Pentingnya Masa Subur Dalam Proses Kehamilan

masa subur wanita

Kelambu nyamukPentingnya masa subur dalam proses kehamilan merupakan salah satu faktor yang wajib wanita ketahui. Karena penentu yang utama dalam kehamilan adalah hubungan suami istri pada masa subur ini.

Pada masa subur sel telur yang telah matang siap untuk dibuahi. Artinya, begitu ada sperma yang masuk ke dalam liang vagina dan mencapai telur, maka akan terjadi fusi antara sel telur dan sperma sehingga terjadi kehamilan.

Namun sangat disayangkan belum semua wanita mengetahui masa subur mereka masing-masing.
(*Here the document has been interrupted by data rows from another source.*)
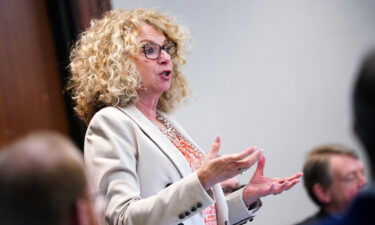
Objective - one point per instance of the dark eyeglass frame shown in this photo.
(165, 47)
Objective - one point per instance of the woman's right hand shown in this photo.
(216, 169)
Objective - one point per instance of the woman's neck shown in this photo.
(148, 107)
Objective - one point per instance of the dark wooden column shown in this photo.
(36, 37)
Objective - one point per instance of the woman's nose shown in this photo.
(164, 57)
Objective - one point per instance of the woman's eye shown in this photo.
(149, 50)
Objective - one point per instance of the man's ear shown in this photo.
(322, 194)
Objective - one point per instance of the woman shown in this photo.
(126, 78)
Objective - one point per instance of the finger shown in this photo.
(292, 177)
(250, 160)
(281, 188)
(244, 154)
(214, 149)
(292, 183)
(260, 166)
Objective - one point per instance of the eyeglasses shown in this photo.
(152, 50)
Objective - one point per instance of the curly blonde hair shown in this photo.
(102, 71)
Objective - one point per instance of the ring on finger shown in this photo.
(241, 170)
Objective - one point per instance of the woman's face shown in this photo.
(156, 73)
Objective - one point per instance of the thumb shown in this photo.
(214, 149)
(260, 166)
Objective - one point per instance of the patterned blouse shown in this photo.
(194, 157)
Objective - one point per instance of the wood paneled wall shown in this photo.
(31, 79)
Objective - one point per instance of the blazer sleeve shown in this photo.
(111, 150)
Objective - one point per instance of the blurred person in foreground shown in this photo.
(126, 80)
(43, 182)
(361, 212)
(333, 176)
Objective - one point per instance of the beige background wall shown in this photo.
(275, 74)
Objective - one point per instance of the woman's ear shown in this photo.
(322, 194)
Sehingga adakalanya mereka melewatkan hubungan suami istri pada saat masa suburnya tiba, padahal sangat ingin mempunyai momongan setelah menikah. Di lain tempat mungkin ada yang ingin menunda punya anak, malah berhubungan saat masa subur dan terjadilah pembuahan yang menyebabkan hamil.

Menurut seorang dokter spesialis bahwa agar cepat punya momongan, untuk melakukan hubungan badan lebih tepat saat sebelum ovulasi tiba. Sehingga setiap wanita perlu mengetahui masa subur atau masa ovulasi mereka. Dan masa subur atau ovulasi berkaitan erat dengan siklus haid yang dialami seorang wanita.
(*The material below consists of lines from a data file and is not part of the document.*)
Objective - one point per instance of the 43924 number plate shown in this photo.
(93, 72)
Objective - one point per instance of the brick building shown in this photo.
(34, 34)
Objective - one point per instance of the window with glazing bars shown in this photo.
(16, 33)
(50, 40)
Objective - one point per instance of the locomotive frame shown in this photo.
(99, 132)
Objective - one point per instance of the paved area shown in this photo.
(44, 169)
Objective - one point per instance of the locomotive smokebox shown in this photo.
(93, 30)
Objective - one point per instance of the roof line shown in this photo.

Umumnya, siklus menstruasi berkisar 28 hingga 32 hari. Beberapa wanita bahkan memiliki siklus yang lebih panjang ataupun lebih singkat, jadi waktu pasti dari ovulasi bisa bervariasi.

Dikutip dari situs kesehatan WebMD, untuk siklus umum 28 hari, siklus dimulai dari hari pertama keluarnya darah menstruasi. Selanjutnya, hari kedua hingga ke-14 ovarium mulai aktif mematangkan sel telur. Dan lapisan lendir di serviks mulai meluruh.
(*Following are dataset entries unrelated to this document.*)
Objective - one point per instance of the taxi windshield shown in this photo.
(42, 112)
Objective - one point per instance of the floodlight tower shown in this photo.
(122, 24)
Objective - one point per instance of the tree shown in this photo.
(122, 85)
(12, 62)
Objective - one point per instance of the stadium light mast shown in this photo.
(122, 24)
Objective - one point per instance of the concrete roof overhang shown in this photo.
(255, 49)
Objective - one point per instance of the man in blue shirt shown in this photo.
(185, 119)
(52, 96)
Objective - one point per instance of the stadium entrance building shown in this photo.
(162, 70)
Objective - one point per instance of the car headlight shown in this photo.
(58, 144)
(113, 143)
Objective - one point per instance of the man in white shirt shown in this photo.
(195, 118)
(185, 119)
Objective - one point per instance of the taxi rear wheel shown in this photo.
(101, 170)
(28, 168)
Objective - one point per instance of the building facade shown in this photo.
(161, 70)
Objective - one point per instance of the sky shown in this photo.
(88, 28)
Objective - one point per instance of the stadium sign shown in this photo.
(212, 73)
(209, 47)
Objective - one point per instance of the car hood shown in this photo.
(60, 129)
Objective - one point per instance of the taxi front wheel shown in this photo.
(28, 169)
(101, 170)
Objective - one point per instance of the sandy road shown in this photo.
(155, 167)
Di hari ke-14 adalah waktu sel telur yang sudah matang di keluarkan dari ovarium menuju tuba atau yang dikenal dengan istilah ovulasi. Namun waktunya bisa bervariasi antara hari ke-11 hingga ke-21, tergantung siklus menstruasinya.

Peristiwa tersebut dipicu oleh meningkatkannya kadar estrogen dalam tubuh yag mengaktifkan Luteinizing Hormon (LH) di otak. Saat tersebut biasanya suhu basal meningkat tipis sehingga sebetulnya suhu tubuh juga bisa jadi indikator terjadinya ovulasi.

“Biasanya temperatur tubuh meningkat sekitar setengah derajat Celcius,”

Setelah melepaskan sel telur, folikel dalam ovarium memproduksi progesteron yang menebalkan uterus, mempersiapkan implantasi, terjadi antara hari ke-15 hingga 22.

Implantasi merupakan tempat sel telur yang sudah dibuahi melekat, terjadi pada hari ke-23 atau 24. Jika terjadi kehamilan, saat ini merupakan saat yang tepat untuk pertama kali mendeteksi kehamilan karena hormon kehamilan sudah diproduksi.

Namun jika tidak terjadi kehamilan, di hari ke-25 hingga 28, kadar hormon mulai menurun dan lapisan uterus mulai meluruh menjadi menstruasi.

Ini artinya, pada wanita dengan siklus menstruasi 28 hari, ovulasi terjadi pada sekitar hari ke-14. Maka untuk cepat hamil, berhubungan seks di sekitar masa ini adalah yang terbaik. Namun bagi wanita yang memiliki siklus menstruasi lebih panjang, waktu dia mengalami ovulasi pun berbeda.

Untuk memastikan panjangnya siklus menstruasi, maka perlu dicatat hari pertama menstruasi minimal sejak tiga bulan sebelumnya. Untuk memperoleh perhitungan masa subur yang tepat, Anda juga bisa memanfaatkan kalender perhitungan masa subur yang disediakan beberapa situs.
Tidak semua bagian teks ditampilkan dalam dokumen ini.